Een rollade in een netje met een rode plofkop. Dit
typeert mijn lichamelijke toestand ten tijde van het Texelkamp van eind
augustus. Het Ava-hemd pas ik niet meer, toch trek ik het aan. Tussen al die
magere lopers voel ik mij die volgevreten witte filantroop in donker Afrika. De onderlinge wedstrijd
staat op het punt van beginnen. De organisatie heeft er alles aan gedaan om
zoveel mogelijk hoogtemeters in een rondje van 2500 meter te proppen. De
parcoursbouwers kijken met een genoegzame grijns naar de meute die zo als
onwetend vee naar de slachtbank wordt geleid. Voorzitter Rudi staat als vanouds
strak van de spanning. Hij krijgt nog liever een rolberoerte dan dat hij van
mij verliest en mijn bloedeigen pupillen zullen ook geen kans onbenut laten om
mij een mes in de rug te steken. Er staat dus het één en ander op het spel.

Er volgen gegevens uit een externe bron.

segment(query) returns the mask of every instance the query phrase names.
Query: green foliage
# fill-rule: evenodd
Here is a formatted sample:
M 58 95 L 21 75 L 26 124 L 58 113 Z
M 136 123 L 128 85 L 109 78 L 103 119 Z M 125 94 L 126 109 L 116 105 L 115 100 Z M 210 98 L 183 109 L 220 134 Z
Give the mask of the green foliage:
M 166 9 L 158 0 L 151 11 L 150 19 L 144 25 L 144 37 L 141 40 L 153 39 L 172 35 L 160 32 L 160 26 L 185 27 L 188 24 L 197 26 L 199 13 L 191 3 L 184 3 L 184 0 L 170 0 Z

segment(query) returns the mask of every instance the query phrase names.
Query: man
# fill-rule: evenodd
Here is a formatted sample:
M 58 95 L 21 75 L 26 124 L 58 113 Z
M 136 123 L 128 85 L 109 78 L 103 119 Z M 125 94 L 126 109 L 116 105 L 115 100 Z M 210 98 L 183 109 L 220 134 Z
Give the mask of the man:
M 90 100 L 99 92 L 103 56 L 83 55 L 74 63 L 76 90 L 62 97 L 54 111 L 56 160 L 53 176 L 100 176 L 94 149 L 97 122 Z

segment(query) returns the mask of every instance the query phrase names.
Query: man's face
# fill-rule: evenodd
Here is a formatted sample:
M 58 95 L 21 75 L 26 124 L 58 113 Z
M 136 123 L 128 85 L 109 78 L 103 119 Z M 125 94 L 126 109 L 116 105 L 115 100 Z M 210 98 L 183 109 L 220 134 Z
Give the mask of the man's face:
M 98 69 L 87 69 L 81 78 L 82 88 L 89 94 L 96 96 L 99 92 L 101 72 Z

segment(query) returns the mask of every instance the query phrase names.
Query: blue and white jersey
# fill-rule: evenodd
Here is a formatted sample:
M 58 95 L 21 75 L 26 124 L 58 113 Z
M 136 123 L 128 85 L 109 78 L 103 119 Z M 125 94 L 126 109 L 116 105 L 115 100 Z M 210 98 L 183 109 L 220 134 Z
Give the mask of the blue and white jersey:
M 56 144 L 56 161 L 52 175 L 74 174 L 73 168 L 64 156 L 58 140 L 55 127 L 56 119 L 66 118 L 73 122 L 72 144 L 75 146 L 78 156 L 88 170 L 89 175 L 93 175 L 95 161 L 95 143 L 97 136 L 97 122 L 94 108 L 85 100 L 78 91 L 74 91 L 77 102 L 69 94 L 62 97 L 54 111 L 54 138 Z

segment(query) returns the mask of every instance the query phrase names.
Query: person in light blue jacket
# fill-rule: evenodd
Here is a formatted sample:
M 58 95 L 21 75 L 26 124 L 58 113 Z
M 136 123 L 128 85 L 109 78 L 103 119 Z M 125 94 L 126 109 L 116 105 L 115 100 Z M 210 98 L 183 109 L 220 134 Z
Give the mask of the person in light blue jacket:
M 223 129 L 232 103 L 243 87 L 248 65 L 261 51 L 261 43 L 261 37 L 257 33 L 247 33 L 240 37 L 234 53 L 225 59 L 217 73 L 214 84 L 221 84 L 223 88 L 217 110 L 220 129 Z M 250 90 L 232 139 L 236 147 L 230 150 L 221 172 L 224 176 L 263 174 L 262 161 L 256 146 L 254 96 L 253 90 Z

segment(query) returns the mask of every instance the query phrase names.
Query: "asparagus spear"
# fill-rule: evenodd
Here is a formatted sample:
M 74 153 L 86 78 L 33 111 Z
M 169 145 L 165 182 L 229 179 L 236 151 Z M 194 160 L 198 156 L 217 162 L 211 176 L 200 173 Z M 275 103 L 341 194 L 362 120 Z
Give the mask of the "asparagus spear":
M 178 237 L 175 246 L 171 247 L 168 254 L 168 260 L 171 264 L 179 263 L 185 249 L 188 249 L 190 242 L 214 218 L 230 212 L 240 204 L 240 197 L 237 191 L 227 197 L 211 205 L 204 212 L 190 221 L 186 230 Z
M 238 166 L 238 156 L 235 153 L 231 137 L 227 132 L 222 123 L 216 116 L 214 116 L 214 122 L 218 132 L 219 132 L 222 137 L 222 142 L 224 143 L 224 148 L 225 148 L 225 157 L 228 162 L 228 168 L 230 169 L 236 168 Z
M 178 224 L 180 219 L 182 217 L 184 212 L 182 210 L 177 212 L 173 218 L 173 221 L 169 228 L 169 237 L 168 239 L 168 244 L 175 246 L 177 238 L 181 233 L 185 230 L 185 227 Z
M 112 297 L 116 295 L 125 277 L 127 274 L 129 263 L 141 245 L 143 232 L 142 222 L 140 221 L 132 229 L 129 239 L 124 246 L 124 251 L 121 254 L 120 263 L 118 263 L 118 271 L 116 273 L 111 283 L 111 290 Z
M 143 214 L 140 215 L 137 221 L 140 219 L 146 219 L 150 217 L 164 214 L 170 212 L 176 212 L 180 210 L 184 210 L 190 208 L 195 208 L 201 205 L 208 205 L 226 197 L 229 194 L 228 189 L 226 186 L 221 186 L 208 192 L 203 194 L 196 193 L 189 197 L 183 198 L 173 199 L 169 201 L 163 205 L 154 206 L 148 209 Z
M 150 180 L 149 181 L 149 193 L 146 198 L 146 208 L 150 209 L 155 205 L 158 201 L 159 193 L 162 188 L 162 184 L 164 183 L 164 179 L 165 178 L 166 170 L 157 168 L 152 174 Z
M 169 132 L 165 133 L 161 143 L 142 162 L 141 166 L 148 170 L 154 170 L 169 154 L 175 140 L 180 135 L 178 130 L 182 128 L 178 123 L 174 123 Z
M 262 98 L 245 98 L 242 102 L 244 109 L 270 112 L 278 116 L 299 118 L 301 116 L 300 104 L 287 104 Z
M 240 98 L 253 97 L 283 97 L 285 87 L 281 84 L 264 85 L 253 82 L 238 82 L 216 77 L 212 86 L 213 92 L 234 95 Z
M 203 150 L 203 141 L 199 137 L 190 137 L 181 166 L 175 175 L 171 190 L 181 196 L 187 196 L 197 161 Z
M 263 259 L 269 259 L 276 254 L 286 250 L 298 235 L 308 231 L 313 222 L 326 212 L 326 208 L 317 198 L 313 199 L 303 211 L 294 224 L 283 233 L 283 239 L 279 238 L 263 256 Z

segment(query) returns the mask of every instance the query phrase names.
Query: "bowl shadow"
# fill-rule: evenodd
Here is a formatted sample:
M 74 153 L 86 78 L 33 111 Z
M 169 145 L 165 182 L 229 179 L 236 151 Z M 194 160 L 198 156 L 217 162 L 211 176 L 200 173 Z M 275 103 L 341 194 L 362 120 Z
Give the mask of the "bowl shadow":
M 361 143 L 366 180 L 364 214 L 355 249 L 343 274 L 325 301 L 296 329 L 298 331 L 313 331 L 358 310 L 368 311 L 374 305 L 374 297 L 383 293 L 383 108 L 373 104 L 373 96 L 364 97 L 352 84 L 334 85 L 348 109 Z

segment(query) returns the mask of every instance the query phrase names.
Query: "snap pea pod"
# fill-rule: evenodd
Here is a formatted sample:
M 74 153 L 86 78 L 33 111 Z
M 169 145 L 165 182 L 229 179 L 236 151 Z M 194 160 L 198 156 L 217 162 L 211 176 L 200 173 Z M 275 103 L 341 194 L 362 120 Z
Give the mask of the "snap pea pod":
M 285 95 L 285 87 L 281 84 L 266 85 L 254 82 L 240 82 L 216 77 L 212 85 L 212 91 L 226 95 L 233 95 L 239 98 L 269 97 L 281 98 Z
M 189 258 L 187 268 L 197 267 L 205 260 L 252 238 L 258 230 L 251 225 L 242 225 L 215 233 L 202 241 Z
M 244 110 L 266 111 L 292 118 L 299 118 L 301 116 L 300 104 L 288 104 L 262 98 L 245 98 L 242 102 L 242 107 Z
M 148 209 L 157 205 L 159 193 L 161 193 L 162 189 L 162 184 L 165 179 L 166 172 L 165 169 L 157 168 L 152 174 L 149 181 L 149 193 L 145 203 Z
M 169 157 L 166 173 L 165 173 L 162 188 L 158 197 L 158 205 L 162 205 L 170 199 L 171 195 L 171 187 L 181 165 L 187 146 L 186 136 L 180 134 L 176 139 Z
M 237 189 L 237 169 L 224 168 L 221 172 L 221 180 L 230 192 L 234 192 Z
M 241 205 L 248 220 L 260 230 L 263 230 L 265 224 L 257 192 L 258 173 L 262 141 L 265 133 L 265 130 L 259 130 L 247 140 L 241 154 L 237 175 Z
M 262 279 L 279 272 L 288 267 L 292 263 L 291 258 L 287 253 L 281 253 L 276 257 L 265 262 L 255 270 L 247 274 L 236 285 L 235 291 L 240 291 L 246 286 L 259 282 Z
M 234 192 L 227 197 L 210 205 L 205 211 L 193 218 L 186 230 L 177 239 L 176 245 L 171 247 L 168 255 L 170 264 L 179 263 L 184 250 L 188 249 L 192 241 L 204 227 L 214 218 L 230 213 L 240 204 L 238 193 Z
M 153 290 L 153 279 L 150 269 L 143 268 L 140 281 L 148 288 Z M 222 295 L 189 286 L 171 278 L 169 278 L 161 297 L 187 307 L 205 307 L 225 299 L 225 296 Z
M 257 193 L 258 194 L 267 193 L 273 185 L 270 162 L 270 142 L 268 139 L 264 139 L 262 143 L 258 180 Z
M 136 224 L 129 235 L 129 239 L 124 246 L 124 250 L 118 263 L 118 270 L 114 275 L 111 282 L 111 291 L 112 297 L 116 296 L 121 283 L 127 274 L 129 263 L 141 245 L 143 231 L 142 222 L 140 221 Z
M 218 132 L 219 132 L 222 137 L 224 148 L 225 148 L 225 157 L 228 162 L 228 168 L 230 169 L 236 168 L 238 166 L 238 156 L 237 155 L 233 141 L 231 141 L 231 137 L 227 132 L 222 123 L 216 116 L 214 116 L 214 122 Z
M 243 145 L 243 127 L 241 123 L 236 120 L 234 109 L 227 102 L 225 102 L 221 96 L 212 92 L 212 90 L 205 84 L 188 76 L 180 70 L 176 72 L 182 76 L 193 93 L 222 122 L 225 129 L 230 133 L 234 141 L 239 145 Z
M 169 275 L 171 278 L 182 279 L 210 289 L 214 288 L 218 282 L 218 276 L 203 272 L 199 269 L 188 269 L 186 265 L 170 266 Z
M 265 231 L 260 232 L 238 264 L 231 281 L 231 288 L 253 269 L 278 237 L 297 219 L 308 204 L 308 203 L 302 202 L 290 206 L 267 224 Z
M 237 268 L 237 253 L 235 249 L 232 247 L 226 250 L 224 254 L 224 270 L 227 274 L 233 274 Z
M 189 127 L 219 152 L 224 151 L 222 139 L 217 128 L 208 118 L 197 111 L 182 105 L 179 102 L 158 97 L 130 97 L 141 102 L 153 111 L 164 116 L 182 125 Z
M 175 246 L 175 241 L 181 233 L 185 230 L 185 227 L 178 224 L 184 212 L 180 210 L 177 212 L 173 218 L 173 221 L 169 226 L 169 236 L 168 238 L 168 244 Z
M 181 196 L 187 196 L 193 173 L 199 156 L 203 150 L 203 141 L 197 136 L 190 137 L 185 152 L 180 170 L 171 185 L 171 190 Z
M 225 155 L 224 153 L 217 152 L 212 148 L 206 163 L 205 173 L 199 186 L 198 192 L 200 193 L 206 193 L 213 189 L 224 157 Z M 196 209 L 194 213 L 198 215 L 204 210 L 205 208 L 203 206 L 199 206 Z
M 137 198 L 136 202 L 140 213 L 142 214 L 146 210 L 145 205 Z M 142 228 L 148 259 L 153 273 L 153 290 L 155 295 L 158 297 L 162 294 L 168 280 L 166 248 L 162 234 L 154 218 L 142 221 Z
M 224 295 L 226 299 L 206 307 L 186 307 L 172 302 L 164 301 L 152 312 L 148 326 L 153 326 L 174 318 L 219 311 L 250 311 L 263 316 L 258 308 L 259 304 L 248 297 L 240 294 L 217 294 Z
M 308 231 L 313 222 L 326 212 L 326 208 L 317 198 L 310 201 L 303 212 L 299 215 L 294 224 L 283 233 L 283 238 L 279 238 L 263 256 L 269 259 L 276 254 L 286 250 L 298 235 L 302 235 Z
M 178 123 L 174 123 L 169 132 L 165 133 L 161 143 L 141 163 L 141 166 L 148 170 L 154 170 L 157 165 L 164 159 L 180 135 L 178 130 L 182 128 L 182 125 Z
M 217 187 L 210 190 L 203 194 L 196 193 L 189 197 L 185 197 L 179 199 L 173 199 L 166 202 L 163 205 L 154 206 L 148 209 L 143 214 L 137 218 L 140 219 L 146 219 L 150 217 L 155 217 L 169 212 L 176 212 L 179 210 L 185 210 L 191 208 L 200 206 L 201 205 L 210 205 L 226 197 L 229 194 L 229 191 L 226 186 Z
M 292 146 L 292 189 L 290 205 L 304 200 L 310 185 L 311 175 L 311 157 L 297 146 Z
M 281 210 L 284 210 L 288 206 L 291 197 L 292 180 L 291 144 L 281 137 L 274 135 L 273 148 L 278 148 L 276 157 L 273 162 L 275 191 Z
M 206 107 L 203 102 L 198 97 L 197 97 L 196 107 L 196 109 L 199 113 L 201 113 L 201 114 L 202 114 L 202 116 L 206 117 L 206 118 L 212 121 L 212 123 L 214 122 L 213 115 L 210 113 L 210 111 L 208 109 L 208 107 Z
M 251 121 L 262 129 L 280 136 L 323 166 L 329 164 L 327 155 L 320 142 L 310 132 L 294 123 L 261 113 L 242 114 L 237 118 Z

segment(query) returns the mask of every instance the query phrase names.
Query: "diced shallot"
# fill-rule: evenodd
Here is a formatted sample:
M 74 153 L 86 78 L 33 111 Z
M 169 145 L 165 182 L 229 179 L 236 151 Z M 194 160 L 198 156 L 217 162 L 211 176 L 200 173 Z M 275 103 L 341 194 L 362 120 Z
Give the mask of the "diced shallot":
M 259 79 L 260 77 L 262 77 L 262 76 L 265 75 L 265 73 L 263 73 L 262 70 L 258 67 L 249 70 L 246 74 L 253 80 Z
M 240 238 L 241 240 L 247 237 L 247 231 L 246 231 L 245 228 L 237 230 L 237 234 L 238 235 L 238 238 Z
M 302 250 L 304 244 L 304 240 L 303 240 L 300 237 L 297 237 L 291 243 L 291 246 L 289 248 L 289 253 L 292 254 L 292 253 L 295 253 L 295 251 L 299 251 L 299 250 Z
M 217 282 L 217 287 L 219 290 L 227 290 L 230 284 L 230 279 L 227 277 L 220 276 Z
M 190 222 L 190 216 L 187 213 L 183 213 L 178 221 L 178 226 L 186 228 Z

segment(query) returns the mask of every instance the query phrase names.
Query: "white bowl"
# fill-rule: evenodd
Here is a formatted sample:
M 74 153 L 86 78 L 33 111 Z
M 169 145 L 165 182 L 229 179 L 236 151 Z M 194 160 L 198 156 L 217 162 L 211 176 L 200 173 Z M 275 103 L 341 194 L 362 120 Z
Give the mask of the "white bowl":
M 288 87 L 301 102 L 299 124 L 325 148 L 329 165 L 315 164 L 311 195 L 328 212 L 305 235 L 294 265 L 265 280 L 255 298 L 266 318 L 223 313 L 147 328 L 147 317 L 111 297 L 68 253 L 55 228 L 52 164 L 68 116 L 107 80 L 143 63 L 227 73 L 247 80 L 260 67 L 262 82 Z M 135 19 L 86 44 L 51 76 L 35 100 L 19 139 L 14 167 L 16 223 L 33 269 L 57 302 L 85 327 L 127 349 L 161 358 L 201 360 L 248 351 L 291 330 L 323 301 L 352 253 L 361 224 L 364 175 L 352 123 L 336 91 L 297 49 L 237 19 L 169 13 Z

Na drie meter weet ik al genoeg. Dit wordt een afgang, dus een hilarische
middag voor de rest. Om onduidelijke redenen zien mijn clubgenoten mij graag
lijden. En ze treffen het. Niet alleen ben ik een handvol kilo’s te zwaar, mijn
conditie laat eveneens te wensen over. Na iedere duinbeklimming zak ik dieper
in de stront. Piepend en knorrend hobbel ik door het mulle zand. De gretige
lichtgewichten dartelen met speels gemak weg uit mijn blikveld. Onder het
toeziend oog van enkele strandbezoekers ben ik zelfs genoodzaakt om te gaan
wandelen. Op een steile duin krijg ik een enorme wegtrekker en ik heb even de
angst dat ik een hartaanval krijg. Het valt mee. De volgende vernedering volgt
al snel. Gertjan Bentert, een goede atleet maar één van de slechtste hardlopers
van Oost-Nederland, huppelt moeiteloos met mij mee en spreekt mij bemoedigend
toe. Wat een schetsvertoning. Ik word inmiddels niet meer ingehaald. Achteraf
is dat wel te verklaren, Jan en alleman is de finish al gepasseerd. Klappend en
joelend word ik binnengehaald. Ik krijg wat schouderklopjes en een speels tikje
op de billen Aan sommige gezichten zie ik dat ze moeten vechten om hun lach te
onderdrukken. Als de rust enigszins is wedergekeerd, krijg ik van Tijn Piest
(meer dan 2 minuten sneller dan ik) de definitieve nekslag. “Erwin, de volgende
keer wil ik jou wel hazen.”
Op een steile duin krijg ik een enorme wegtrekker en ik heb even de angst dat ik een hartaanval krijg. Het valt mee. |
Haha mooie geschreven! Wil je altijd hazen :).